A drought-ravaged village in Mauritania. Credit: United Nations/flickr Building new reservoirs is a costly proposition, and they’d have to be built to handle the added challenge of capturing water from extreme rainfall.

“There is a general conclusion that more rain is likely to come in heavier downpours, with longer periods in between,” he said. “So that raises the specter of both flooding and drought because in a heavy downpour most of the water runs off, and unless there is man-made storage somewhere, it quickly ends up in the sea, and is no longer fresh water.”

That’s a major concern in Rocky Mountain states such as Colorado, which contains the headwaters of some of the most important rivers in the West, including the Colorado River, which provides water to drought-stricken Phoenix and Los Angeles.

Spring snowmelt in Colorado could come up to 17 days earlier than today, and some rivers the state relies on for fresh water supplies could see streamflows decline by up to 35 percent, according to a 2012 Colorado climate vulnerability study.
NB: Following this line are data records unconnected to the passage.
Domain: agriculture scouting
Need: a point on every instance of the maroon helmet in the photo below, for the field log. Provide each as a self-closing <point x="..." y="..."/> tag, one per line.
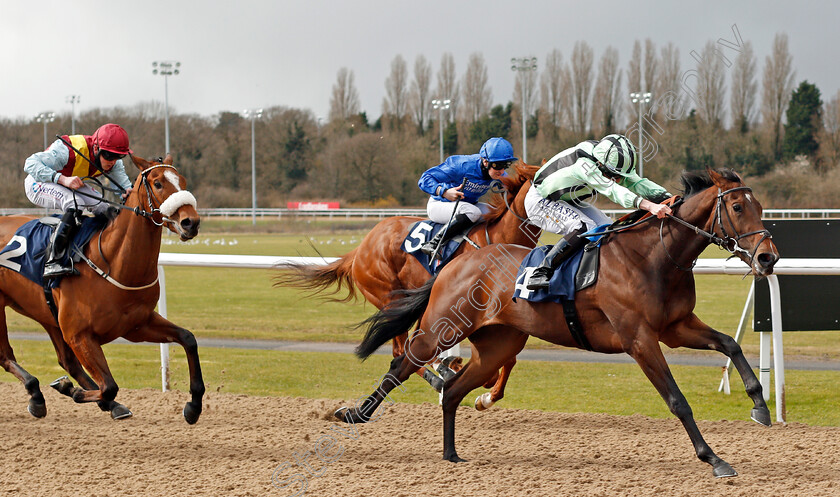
<point x="113" y="138"/>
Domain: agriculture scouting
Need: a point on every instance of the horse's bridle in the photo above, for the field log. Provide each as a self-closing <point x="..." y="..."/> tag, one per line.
<point x="149" y="214"/>
<point x="729" y="243"/>
<point x="138" y="211"/>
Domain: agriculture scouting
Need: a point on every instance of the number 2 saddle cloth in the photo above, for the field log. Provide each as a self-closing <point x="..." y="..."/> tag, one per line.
<point x="25" y="253"/>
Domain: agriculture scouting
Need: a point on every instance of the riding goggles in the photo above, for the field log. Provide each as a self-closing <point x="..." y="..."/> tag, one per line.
<point x="110" y="156"/>
<point x="500" y="166"/>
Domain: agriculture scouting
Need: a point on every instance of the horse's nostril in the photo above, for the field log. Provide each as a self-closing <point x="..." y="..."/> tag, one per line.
<point x="767" y="259"/>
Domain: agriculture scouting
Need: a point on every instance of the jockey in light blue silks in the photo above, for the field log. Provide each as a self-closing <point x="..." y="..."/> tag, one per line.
<point x="444" y="183"/>
<point x="54" y="175"/>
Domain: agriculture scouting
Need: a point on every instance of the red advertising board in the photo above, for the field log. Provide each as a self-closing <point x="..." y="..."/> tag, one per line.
<point x="312" y="206"/>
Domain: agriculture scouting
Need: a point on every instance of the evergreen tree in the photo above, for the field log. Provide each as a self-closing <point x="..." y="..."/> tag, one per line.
<point x="497" y="123"/>
<point x="804" y="120"/>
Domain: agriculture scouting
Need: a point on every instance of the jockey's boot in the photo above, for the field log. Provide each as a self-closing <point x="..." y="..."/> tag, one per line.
<point x="558" y="253"/>
<point x="58" y="246"/>
<point x="459" y="224"/>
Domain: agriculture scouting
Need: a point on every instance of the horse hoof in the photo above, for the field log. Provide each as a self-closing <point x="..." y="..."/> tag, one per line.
<point x="37" y="410"/>
<point x="347" y="415"/>
<point x="120" y="412"/>
<point x="63" y="385"/>
<point x="724" y="470"/>
<point x="761" y="416"/>
<point x="453" y="458"/>
<point x="484" y="401"/>
<point x="191" y="413"/>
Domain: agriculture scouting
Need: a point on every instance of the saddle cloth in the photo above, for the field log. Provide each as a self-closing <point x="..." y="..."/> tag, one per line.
<point x="26" y="251"/>
<point x="575" y="273"/>
<point x="423" y="231"/>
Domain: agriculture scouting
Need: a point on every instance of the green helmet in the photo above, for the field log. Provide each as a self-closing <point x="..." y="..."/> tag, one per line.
<point x="616" y="153"/>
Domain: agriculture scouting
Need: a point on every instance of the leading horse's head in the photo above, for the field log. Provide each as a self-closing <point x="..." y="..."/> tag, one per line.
<point x="161" y="192"/>
<point x="737" y="218"/>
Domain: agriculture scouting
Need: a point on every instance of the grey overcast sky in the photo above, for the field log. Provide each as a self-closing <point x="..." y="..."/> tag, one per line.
<point x="260" y="53"/>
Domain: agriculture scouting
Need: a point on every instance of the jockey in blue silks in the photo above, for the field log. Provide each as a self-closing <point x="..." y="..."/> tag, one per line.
<point x="458" y="183"/>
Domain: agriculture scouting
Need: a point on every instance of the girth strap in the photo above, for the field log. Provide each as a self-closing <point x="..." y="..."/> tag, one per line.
<point x="575" y="327"/>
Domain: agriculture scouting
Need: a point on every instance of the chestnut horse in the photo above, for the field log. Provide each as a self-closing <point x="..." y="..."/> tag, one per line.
<point x="95" y="308"/>
<point x="378" y="267"/>
<point x="644" y="295"/>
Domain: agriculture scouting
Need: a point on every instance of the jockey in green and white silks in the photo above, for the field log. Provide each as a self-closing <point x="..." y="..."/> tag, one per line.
<point x="556" y="201"/>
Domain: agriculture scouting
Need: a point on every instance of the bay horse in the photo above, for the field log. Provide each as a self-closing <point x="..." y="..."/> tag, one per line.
<point x="95" y="308"/>
<point x="378" y="267"/>
<point x="644" y="295"/>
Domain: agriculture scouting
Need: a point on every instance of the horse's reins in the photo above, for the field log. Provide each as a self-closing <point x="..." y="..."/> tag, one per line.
<point x="140" y="212"/>
<point x="726" y="242"/>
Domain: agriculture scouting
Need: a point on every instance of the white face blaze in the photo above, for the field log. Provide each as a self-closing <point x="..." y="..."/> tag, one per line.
<point x="177" y="199"/>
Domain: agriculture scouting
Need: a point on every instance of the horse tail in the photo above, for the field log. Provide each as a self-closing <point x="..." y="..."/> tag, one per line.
<point x="318" y="279"/>
<point x="396" y="318"/>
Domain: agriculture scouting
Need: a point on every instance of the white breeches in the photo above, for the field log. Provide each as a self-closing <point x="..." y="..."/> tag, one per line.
<point x="561" y="217"/>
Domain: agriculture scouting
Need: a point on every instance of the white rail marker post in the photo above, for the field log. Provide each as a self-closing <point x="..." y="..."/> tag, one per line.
<point x="778" y="348"/>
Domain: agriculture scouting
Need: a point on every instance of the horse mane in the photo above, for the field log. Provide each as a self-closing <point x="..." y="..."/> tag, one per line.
<point x="513" y="183"/>
<point x="694" y="182"/>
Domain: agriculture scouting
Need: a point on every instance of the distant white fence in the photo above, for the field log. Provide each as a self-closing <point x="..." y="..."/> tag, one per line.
<point x="272" y="213"/>
<point x="704" y="266"/>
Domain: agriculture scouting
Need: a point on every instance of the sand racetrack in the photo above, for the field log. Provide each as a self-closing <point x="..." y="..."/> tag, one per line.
<point x="240" y="441"/>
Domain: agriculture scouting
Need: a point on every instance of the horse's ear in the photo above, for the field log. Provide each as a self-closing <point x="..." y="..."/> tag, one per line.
<point x="141" y="163"/>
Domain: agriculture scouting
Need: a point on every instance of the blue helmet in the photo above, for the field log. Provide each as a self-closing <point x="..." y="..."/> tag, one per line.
<point x="497" y="150"/>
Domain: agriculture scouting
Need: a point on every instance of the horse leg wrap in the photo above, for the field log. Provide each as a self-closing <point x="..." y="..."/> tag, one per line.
<point x="484" y="401"/>
<point x="433" y="380"/>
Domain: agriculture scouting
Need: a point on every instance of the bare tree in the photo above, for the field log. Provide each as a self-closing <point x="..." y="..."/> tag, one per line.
<point x="651" y="66"/>
<point x="421" y="91"/>
<point x="634" y="76"/>
<point x="396" y="90"/>
<point x="529" y="80"/>
<point x="667" y="88"/>
<point x="776" y="92"/>
<point x="448" y="86"/>
<point x="582" y="61"/>
<point x="345" y="98"/>
<point x="552" y="89"/>
<point x="478" y="98"/>
<point x="711" y="85"/>
<point x="829" y="136"/>
<point x="606" y="107"/>
<point x="744" y="88"/>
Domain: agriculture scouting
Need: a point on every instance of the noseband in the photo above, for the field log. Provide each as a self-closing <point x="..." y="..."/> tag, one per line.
<point x="727" y="242"/>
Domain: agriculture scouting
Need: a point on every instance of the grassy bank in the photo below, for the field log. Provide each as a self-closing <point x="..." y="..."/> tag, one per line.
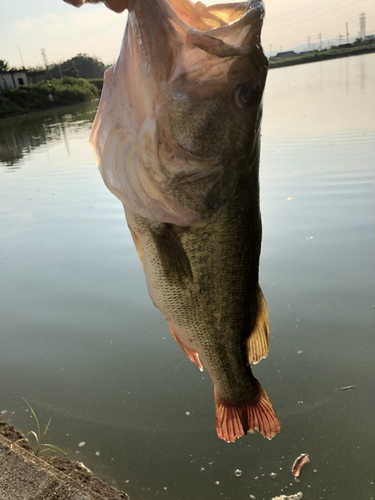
<point x="322" y="55"/>
<point x="66" y="91"/>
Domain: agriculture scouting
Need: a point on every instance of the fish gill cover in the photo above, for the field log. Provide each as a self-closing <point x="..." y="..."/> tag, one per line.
<point x="177" y="140"/>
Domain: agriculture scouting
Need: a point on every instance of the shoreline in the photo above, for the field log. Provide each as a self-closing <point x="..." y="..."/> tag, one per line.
<point x="275" y="63"/>
<point x="319" y="56"/>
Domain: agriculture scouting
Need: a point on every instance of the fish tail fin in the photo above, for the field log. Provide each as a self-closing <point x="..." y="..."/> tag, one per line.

“As the climate warms, more water will evaporate and sublimate from mountain snowpacks before it ever reaches reservoirs, and agricultural demand will rise,” meaning that there will be less water to go around as a booming population conflicts with a decreasing and less predictable water supply, Colorado State University atmospheric scientist Scott Denning told Climate Central in January.

The MIT report cautions that any projections of regional precipitation patterns and the processes that control runoff from mountain snowpack in a warming world are extremely uncertain, and rain and snowfall are likely to vary widely from year to year and decade to decade.

Not all studies focusing on water security have shown water stress easing much at all in a warming world.

A 2013 study by researchers at the Potsdam Institute for Climate Impact and Research showed that declining precipitation and increasing evapotranspiration will strain water supplies in many areas, especially the U.S. Southwest, affecting 2 billion people globally.

A Pacific Northwest National Laboratory (PNNL) study published in August showed that without any climate policy curbing global greenhouse gas emissions, half of the world’s population is will be living under “extreme” water scarcity by the end of the century.

These studies reach different conclusions because there are multiple ways to measure water stress: Some studies focus only on water supply, while others, such as the MIT report, focus on both supply and demand. Each study also uses its own assessment of hydrology, the effects of climate change and other factors, said PNNL climate scientist Mohamad Hejazi, lead author of the PNNL water scarcity study.

In some cases, studies may significantly underestimate overall water deficit in some areas in a warming world, he said.

“This (MIT) study constitutes one plausible scenario, but it is not definitive,” he said.

MIT’s report was published Monday following the United Nations Climate Summit in New York the previous week, when the Obama administration committed to greenhouse gas emissions cuts to be included in a treaty expected to be signed in Paris in 2015. The Paris negotiations will be known as COP 21, or the 21st Conference of the Parties to the UN Framework Convention on Climate Change.